Chris Travers wrote:
>>> (3) Dot function call syntax: "select foo.count from foo" --
>>> surprising to most people, and I don't recall ever seeing it
>>> suggested for actual use. I would go so far as to say we should
>>> deprecate this syntax, because I think it's more likely to be
>>> some kind of mistake than anything else.
> Dot syntax should be replaced by something less ambiguous, though.
> The problem is that you currently have issues in some versions of
> Pg where p.name might be the name of the person, or it might be the
> p record cast as something almost identical to varchar(63).......

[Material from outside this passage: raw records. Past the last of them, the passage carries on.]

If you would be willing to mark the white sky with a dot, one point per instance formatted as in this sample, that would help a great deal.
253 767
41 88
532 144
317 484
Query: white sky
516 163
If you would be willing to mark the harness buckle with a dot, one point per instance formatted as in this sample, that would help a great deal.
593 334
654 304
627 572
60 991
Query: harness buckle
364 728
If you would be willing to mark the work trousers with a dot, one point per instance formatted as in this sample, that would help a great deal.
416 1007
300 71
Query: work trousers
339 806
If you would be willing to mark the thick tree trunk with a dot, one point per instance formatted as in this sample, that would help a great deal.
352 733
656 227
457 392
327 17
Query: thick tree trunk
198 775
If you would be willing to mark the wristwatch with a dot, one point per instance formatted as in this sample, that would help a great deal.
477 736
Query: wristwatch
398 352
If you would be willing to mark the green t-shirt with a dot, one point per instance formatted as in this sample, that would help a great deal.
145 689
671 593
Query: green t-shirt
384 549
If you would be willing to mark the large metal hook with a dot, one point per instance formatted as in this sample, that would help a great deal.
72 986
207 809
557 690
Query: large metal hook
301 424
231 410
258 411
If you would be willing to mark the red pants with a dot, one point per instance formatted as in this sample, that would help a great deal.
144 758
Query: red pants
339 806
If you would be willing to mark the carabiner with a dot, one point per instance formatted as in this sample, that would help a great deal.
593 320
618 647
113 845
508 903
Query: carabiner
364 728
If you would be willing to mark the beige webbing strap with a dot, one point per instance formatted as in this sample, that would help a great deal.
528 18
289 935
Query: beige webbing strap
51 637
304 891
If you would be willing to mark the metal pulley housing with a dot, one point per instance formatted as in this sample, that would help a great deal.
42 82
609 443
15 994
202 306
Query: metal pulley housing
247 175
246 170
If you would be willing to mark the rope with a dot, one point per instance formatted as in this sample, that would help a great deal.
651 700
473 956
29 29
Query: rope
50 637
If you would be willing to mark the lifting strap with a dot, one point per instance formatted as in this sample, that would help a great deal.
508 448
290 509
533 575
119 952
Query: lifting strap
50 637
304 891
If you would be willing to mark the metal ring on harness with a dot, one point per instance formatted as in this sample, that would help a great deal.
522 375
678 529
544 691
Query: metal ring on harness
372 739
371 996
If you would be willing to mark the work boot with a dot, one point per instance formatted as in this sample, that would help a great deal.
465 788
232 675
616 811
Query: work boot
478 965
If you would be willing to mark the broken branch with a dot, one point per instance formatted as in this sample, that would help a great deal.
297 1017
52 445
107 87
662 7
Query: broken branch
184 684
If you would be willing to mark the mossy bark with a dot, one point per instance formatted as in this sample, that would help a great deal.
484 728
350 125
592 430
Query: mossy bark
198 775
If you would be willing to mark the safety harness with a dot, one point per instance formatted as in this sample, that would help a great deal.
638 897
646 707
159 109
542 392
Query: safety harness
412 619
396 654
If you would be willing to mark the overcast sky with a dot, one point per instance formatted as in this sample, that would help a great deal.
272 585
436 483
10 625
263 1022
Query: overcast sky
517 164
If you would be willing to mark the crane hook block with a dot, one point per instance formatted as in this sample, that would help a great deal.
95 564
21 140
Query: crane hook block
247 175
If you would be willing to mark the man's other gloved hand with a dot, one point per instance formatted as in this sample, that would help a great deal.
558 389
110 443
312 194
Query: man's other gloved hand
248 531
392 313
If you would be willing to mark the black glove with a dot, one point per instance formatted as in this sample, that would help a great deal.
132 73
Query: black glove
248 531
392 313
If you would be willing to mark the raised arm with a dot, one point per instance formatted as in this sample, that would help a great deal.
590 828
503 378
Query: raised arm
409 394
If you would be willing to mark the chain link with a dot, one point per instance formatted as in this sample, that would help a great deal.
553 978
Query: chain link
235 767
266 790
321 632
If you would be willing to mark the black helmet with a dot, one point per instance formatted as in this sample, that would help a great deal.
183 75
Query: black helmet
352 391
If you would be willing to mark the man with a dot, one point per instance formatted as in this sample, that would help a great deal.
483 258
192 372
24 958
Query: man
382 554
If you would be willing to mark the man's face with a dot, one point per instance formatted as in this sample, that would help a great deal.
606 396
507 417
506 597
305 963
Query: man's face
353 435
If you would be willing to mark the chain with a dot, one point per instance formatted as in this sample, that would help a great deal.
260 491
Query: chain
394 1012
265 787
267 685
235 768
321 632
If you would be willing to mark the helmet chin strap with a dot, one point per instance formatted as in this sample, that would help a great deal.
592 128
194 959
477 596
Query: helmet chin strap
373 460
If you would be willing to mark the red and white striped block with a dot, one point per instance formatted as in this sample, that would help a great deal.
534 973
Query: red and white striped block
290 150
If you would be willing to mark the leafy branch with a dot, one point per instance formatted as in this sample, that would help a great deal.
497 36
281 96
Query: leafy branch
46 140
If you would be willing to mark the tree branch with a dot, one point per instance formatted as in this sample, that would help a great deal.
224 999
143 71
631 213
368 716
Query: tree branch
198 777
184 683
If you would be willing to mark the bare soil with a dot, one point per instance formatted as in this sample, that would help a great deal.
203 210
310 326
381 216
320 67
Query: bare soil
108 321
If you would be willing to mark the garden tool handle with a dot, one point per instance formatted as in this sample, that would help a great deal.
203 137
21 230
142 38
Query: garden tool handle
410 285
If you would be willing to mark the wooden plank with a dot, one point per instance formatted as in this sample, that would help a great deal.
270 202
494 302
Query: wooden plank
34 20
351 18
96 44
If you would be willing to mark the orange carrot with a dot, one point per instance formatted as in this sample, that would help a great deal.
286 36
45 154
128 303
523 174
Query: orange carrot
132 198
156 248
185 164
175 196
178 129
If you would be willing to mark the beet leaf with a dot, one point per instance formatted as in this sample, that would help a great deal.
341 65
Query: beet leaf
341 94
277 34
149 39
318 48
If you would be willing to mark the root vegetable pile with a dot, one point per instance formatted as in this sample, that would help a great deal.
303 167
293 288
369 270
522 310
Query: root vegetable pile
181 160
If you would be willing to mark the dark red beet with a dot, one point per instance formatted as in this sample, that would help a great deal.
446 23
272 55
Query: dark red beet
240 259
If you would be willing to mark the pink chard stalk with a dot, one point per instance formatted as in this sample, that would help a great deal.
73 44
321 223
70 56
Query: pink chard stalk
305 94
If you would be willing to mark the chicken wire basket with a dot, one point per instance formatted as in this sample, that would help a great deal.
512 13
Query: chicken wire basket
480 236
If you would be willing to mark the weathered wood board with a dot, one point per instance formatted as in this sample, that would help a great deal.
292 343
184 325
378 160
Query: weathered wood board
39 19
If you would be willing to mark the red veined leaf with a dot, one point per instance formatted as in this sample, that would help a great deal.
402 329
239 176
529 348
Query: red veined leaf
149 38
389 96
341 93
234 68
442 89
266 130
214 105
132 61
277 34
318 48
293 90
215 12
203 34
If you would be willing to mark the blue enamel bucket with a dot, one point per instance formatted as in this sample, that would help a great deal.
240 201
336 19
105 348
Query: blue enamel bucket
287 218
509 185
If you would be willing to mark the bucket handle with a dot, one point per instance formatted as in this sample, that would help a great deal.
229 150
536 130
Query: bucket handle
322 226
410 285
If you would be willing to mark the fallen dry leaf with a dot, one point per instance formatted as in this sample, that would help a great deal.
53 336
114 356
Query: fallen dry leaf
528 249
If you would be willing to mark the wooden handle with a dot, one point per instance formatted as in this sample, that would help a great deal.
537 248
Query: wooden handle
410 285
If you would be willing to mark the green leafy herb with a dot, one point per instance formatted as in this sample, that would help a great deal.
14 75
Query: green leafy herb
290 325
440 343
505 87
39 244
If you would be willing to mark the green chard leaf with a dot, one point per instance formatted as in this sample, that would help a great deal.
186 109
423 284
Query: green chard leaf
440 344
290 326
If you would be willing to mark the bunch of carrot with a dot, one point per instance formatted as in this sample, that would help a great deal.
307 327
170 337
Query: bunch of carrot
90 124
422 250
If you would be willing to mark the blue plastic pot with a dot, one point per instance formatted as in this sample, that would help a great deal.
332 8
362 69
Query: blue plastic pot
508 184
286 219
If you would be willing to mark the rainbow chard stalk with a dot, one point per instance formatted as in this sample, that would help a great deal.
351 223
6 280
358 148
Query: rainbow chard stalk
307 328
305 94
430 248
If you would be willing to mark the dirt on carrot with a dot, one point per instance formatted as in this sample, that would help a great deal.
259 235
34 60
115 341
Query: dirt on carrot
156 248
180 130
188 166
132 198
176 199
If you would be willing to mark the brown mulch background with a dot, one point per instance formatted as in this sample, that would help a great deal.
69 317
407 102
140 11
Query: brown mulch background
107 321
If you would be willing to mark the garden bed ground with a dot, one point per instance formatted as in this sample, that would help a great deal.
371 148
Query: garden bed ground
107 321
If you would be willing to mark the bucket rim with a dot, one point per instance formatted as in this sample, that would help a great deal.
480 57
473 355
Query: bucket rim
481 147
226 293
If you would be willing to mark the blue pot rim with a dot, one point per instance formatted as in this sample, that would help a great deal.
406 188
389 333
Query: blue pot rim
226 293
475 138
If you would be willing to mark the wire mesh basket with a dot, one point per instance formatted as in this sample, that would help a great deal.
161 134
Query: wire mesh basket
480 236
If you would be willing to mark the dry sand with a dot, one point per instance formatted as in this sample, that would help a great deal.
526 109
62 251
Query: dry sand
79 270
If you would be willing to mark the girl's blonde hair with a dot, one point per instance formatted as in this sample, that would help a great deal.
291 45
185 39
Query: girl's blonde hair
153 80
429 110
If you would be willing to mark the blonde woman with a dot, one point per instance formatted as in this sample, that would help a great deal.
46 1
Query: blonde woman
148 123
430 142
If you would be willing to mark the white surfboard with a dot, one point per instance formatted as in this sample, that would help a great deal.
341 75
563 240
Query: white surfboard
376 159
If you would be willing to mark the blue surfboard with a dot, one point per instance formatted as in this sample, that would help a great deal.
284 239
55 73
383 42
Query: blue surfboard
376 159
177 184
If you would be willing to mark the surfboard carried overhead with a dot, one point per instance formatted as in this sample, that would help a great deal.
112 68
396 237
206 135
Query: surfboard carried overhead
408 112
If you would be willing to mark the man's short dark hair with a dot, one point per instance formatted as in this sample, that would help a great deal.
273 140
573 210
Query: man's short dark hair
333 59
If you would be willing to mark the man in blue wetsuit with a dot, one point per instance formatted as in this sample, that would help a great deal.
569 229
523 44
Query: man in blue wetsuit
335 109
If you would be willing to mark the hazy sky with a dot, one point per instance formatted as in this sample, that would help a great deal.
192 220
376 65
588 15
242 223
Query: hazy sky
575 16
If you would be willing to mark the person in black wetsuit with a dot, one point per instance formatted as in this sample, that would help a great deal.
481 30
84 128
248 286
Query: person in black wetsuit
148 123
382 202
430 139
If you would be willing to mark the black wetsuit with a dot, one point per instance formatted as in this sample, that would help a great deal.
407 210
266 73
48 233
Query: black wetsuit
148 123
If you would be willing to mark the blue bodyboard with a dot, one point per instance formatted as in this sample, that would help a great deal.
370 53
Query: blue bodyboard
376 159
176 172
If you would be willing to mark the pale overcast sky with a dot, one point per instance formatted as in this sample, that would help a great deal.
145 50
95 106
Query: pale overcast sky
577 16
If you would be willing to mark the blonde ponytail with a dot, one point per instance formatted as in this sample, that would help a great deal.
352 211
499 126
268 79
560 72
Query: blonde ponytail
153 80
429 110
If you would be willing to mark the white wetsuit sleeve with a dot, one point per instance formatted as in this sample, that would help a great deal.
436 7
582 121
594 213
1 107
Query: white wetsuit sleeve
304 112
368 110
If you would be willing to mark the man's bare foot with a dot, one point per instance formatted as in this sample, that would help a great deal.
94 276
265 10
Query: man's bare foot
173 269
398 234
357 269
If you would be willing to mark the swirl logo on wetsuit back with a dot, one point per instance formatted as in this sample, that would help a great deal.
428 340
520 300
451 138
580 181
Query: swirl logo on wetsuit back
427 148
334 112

> The only reason this is not an issue on more recent versions of Pg
> is that implicit casting to text types has been dropped so this
> doesn't really address the underlying problem.
We use dot syntax heavily, and I consider it a valuable feature. For
example, names are stored in our database with separate columns for
last name, first name, middle name, suffix (Jr., III, etc.), but we
want to put those together in a canonical form for searching. Prior
to PostgreSQL we have a trigger-maintained column in the database for
this for each name. With PostgreSQL we were able to replace the
column with a function without changing any of our application code
or the queries they use.
I would be very unhappy to see this feature deprecated or removed. I
would much rather see functions which qualify as "generated columns"
(i.e., they have as their only parameter the record type of a table)
listed in the \d display for a table.
Let's not break things which work just fine now.